The reports were based on letters written by two content owners. First was Turner Broadcasting System Europe Limited, which owns redistribution rights to American new channel, CNN. 

The second was from beIN, the Qatar-based sports and entertainment content provider, which broadcasts matches of European football leagues in the Middle East and North Africa. Writing to the National Broadcasting Commission and Nigerian Copyright Commission, the content owners said they have no agreement with TsTv for the redistribution of their content. The Nigerian company’s response was to claim feebly on the social media that the letters were fake. 

It provided no proof of the agreements it claimed to have entered into. It then went to quickly pull down the channel list on its site. Four days after, Fox, the famous American content broadcasters, wrote to TsTv, saying a similar thing and warning that it finds it objectionable that the Nigerian company was planning to carry its channels without an agreement. 

TsTv’s responded by announcing a halt to the sale of its decoders and a deferment of its roll out date to 1 November. What followed was a fusillade of allegations against DStv, the country’s leading pay-TV company, made by TsTv supporters on the social media. While I have issues with DStv, notably its customer service, I consider the allegations products of phenomenal illiteracy or desperation. 

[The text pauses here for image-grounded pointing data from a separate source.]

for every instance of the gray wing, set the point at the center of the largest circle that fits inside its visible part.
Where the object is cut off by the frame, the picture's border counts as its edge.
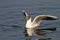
(39, 18)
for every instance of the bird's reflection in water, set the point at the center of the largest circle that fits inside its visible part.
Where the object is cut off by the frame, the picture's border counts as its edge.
(40, 32)
(44, 39)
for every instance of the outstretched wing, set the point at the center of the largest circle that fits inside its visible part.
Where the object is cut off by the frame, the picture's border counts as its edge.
(38, 19)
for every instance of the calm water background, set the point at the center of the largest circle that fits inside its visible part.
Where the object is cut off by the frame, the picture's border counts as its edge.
(12, 21)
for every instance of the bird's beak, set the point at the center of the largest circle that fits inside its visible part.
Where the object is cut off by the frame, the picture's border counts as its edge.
(26, 15)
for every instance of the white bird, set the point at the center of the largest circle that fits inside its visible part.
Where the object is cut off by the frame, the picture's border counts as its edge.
(31, 25)
(37, 20)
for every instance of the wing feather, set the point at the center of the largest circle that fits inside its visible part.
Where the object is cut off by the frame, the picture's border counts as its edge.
(38, 19)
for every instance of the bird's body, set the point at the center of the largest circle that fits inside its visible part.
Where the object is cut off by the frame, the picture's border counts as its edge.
(36, 22)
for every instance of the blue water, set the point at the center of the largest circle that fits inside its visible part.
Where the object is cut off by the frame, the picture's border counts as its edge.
(12, 22)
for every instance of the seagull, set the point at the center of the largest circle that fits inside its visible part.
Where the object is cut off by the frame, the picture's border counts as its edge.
(31, 25)
(37, 20)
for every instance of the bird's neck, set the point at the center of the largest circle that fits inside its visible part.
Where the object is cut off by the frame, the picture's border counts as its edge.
(29, 21)
(28, 24)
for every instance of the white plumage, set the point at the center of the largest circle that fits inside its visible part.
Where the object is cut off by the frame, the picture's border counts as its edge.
(36, 22)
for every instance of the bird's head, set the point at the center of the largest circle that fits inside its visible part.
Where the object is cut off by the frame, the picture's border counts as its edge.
(26, 15)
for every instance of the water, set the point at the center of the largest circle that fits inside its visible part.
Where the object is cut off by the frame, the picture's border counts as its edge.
(12, 22)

Three stand out. The first was that DStv had gone to bribe the content owners not to allow TsTv to broadcast their content. Do hawkers of this falsehood know that failure to deliver what was agreed on in contracts such as this is an invitation to litigation? Do they understand that content owners are in the game to sell, not to look nice before DStv or other players? Obviously not. The second is that DStv has jammed TsTv signal (whatever that means). 

The new company itself announced a deferment of its roll out, which implies that no signal, even for test broadcast, is currently available. How do you jam a signal that is not available? The third carries the whiff of mild xenophobia. It is an age-old one and goes like “South Africans have been exploiting us for too long”. DStv’s parent company, MultiChoice, is an international company with a Nigerian arm and employs Nigerians.  We keep talking about foreign direct investment. 

Yet, when we get such, we are seized by rabid nationalism, as is the case now and as it was when some misguided Nigerians felt it was a terrific idea to attack the offices of MultiChoice and MTN in retaliation to the last major xenophobic attacks in South Africa. Value, not nationality, determines the success of a product or service. The earlier we understand that, the better.